XTO is paying a private firm $1.85 billion in cash and stock for a big slice of Bakken acreage. This is the North Dakota/Montana formation that the U.S. Geological Survey recently pegged as containing 3 billion to 4.3 billion barrels of technically recoverable oil, making the Bakken the largest oil accumulation in the lower 48 states.
At first glance, the purchase doesn't come cheap. Continental Resources (NYSE: CLR ) , which was early into the play, topped up its position in January with a $60 million purchase of producing properties from Chesapeake Energy (NYSE: CHK ) . Continental picked up 4 million barrels of proved reserves at $15 million a pop. XTO just paid close to twice that amount. Still, at $100-a-barrel oil, the firm is only paying a little more than six times projected annual cash flow.
I wouldn't be too worried that XTO is late to the Bakken bash.
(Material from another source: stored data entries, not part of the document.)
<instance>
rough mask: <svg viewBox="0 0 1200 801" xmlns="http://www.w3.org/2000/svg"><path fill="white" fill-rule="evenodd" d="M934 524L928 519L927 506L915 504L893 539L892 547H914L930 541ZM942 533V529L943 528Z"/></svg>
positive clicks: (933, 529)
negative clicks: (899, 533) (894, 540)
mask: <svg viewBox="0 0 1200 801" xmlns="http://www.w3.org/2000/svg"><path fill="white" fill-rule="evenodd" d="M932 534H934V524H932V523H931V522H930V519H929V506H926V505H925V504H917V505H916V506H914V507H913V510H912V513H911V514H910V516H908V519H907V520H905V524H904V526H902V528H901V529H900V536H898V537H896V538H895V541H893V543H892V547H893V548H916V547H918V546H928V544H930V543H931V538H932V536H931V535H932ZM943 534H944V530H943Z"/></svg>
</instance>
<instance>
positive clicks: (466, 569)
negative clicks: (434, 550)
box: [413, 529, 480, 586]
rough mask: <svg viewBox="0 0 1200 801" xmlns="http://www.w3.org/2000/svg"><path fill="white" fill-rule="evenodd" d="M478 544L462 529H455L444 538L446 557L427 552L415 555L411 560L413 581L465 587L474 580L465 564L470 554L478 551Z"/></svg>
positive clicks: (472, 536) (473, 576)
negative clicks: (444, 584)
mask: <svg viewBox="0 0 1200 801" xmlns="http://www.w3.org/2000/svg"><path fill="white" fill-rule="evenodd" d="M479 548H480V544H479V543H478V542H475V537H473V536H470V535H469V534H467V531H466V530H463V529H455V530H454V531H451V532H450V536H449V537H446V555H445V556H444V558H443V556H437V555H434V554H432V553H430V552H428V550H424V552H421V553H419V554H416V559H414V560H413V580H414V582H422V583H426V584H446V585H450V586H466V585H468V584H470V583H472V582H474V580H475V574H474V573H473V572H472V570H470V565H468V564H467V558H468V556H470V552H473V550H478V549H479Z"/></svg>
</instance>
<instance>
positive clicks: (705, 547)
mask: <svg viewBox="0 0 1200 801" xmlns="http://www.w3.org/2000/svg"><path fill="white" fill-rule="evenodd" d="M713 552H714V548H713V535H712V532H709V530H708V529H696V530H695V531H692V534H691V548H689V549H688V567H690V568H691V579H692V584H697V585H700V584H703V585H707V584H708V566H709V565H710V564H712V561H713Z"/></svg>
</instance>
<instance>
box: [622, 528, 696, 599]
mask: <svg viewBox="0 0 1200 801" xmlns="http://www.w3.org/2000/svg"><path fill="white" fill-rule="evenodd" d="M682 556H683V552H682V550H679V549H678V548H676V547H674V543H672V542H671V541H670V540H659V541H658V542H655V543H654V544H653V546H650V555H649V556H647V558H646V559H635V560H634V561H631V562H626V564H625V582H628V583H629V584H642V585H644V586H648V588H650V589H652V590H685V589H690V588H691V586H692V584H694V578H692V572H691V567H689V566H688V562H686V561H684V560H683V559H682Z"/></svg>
Think of it more as arriving fashionably late. As with its Appalachian entry, XTO tends to bide its time, gather data, and wait for a fat pitch. Continental may have gotten in cheaper, but Fools shouldn't underestimate the size of XTO's foothold. The company follows a low-risk, manufacturing-type approach to drilling, as opposed to going after fewer, higher-impact wells. XTO thus needs some elbow room to achieve economies of scale.
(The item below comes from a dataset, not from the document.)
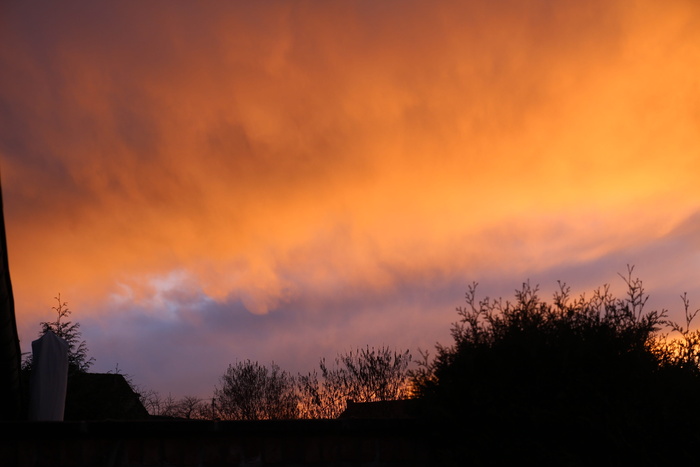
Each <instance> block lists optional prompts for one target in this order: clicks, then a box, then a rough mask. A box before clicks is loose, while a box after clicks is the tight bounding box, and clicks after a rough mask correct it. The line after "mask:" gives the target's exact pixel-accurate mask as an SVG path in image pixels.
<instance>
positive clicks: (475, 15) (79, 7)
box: [0, 1, 700, 393]
mask: <svg viewBox="0 0 700 467" xmlns="http://www.w3.org/2000/svg"><path fill="white" fill-rule="evenodd" d="M0 8H2V14H0V18H2V19H0V26H1V27H0V67H1V68H0V69H1V70H2V71H1V72H0V157H1V162H2V178H3V195H4V198H5V205H6V206H5V212H6V216H7V219H6V220H7V230H8V241H9V249H10V262H11V267H12V277H13V284H14V287H15V295H16V300H17V305H18V312H19V314H20V316H19V326H20V328H21V336H22V339H23V340H22V344H23V348H25V349H26V348H28V344H29V342H30V340H31V339H32V338H33V337H34V332H35V331H36V329H37V327H38V326H37V323H38V321H40V320H43V319H47V317H48V315H50V306H51V298H52V297H53V296H54V295H55V294H56V293H58V292H59V291H60V292H61V293H62V294H63V296H64V297H65V298H66V299H67V300H69V304H70V305H71V306H72V308H73V309H74V310H75V316H74V318H75V319H76V320H79V321H81V322H84V323H85V324H84V334H85V337H86V338H90V337H92V339H93V342H89V344H90V348H91V351H92V352H95V353H96V354H97V355H98V357H99V358H98V364H99V362H100V361H102V360H106V362H105V363H104V365H112V361H114V360H123V361H119V365H120V367H123V368H124V369H125V371H127V372H129V371H131V372H133V373H136V374H138V377H139V378H142V379H143V380H144V381H148V383H149V384H152V385H153V386H157V387H159V389H161V390H167V391H171V390H172V392H174V393H177V391H178V389H176V388H172V389H166V388H165V387H163V386H164V383H163V386H158V385H159V384H160V383H158V381H159V380H162V381H166V380H167V381H172V382H173V384H174V382H175V380H176V379H178V378H179V376H170V375H175V374H180V375H182V374H186V373H187V372H188V371H195V369H194V368H193V364H190V363H188V362H190V361H197V360H199V361H214V360H216V363H217V365H218V366H217V368H210V367H202V368H200V369H199V370H197V371H200V372H201V373H200V374H201V380H202V381H204V379H206V378H208V377H210V376H211V375H218V374H219V372H221V371H223V368H220V367H221V366H222V362H224V361H230V360H231V359H233V358H237V357H240V358H249V357H250V358H258V357H259V358H261V359H262V360H267V359H276V360H281V359H282V358H286V359H287V360H288V363H289V364H290V365H297V366H300V367H302V366H305V365H308V363H307V362H308V361H309V359H311V360H313V362H312V364H313V363H314V362H315V361H316V358H317V357H320V356H321V355H320V354H322V353H327V352H328V351H329V350H330V349H331V348H332V347H333V346H334V345H341V344H342V345H351V343H355V344H356V345H363V344H364V343H365V341H369V340H375V339H376V340H379V339H380V338H382V337H384V338H385V340H386V341H387V342H388V343H390V344H393V343H394V342H396V343H397V345H398V344H404V345H418V344H420V345H423V346H425V345H432V343H433V342H434V340H435V339H437V338H440V337H446V336H447V332H448V327H449V321H450V320H451V319H452V318H453V317H452V314H453V311H452V310H453V308H454V306H455V305H457V304H459V301H460V300H461V298H462V294H463V289H464V285H465V284H466V283H467V282H470V281H471V280H479V281H480V282H482V283H484V286H485V287H486V288H487V290H488V291H490V292H494V293H496V292H498V290H499V288H501V289H500V290H501V292H500V293H501V294H504V295H507V294H508V293H510V291H511V289H512V288H513V287H514V286H517V284H518V283H519V281H521V280H524V279H526V278H528V277H532V278H535V279H542V280H543V281H547V282H550V283H553V282H554V281H555V280H556V279H562V280H566V281H568V282H571V283H574V282H577V281H578V282H579V283H580V284H581V287H587V286H588V285H589V284H591V283H594V284H595V285H599V283H600V282H606V281H608V280H609V278H610V277H612V278H613V280H614V278H615V277H616V273H617V272H620V271H624V268H625V267H626V266H625V265H626V264H627V263H636V264H639V270H640V274H644V273H646V274H648V275H649V276H650V279H649V280H650V281H651V282H653V284H652V285H651V286H652V288H654V290H657V289H658V290H660V291H661V293H660V294H659V295H661V296H666V295H665V294H666V292H665V291H667V290H669V289H670V288H674V289H675V288H679V287H693V288H694V287H695V286H694V285H693V284H692V281H690V278H692V276H693V274H694V273H695V272H697V267H698V266H697V262H696V260H697V241H696V240H695V237H694V236H693V235H692V234H685V233H683V232H693V231H694V230H695V227H694V226H695V224H696V222H695V221H694V220H693V219H695V217H694V216H695V215H696V214H695V213H696V212H697V211H698V202H697V199H698V195H699V194H700V188H698V186H699V185H698V184H697V181H696V176H695V174H696V173H698V169H700V167H699V164H700V159H698V157H697V155H698V151H699V150H700V137H699V136H698V131H697V130H698V128H699V127H700V91H698V89H699V88H698V82H699V80H700V74H699V73H698V72H697V71H695V69H694V68H693V67H692V65H691V64H692V63H696V62H698V60H699V59H700V45H699V44H700V37H699V36H700V33H699V32H698V31H700V9H699V8H698V6H697V5H696V4H695V3H694V2H689V1H671V2H665V3H664V4H663V5H661V4H658V3H657V2H637V3H636V4H635V5H630V4H628V3H627V2H608V1H606V2H602V1H601V2H585V3H582V2H566V1H565V2H557V3H556V4H554V3H551V2H528V3H523V2H498V3H493V2H490V3H488V2H477V1H474V2H458V3H454V2H418V1H415V2H381V3H377V2H323V3H322V4H318V3H307V2H268V3H265V4H257V3H256V4H239V3H230V4H220V3H205V4H201V3H199V4H196V5H195V4H188V3H183V2H177V3H172V2H164V3H159V2H149V4H147V5H144V4H142V3H137V2H119V3H111V4H93V3H88V2H74V3H70V4H67V5H61V6H60V7H59V6H52V5H41V6H37V5H32V4H19V3H18V4H5V5H3V6H2V7H0ZM684 229H685V230H684ZM680 271H682V272H680ZM554 276H558V277H554ZM550 279H551V281H550ZM487 282H490V283H491V284H492V285H487ZM503 289H505V290H503ZM676 292H678V293H680V291H676V290H673V293H674V294H675V293H676ZM160 338H163V339H166V338H169V339H174V340H175V342H176V345H175V347H172V348H170V347H166V346H162V345H154V344H153V342H155V341H157V340H159V339H160ZM125 342H128V343H129V345H123V344H124V343H125ZM137 342H139V343H137ZM426 343H427V344H426ZM166 348H167V349H168V350H167V351H166V350H159V349H166ZM339 350H342V349H339ZM161 352H162V353H161ZM137 355H141V358H137ZM144 355H146V356H147V357H145V358H144ZM212 355H217V358H212V357H211V356H212ZM281 355H282V356H284V357H282V356H281ZM188 356H189V357H188ZM293 361H298V363H293ZM284 363H287V362H284ZM224 366H225V365H224ZM130 367H131V368H130ZM171 367H172V369H171ZM132 368H133V369H132ZM146 368H148V370H146ZM159 369H160V370H162V371H160V370H159ZM183 379H184V378H183ZM182 384H185V383H184V382H183V383H182ZM202 384H204V383H202ZM206 384H208V385H209V386H211V385H212V384H213V381H207V382H206ZM191 390H192V391H199V392H201V391H203V389H202V387H194V386H193V387H192V388H191Z"/></svg>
This entry instantly makes XTO one of the larger players in the Bakken, alongside Marathon Oil (NYSE: MRO ) and the exceptional EOG Resources (NYSE: EOG ) . Unsurprisingly, shares of smaller guys like Brigham Exploration (Nasdaq: BEXP ) are popping today. Speculators appear to be playing a bit of Bakken Bingo. That's actually the name of one of my CNBC Million-Dollar Portfolio Challenge entries -- but I can afford to lose fake money.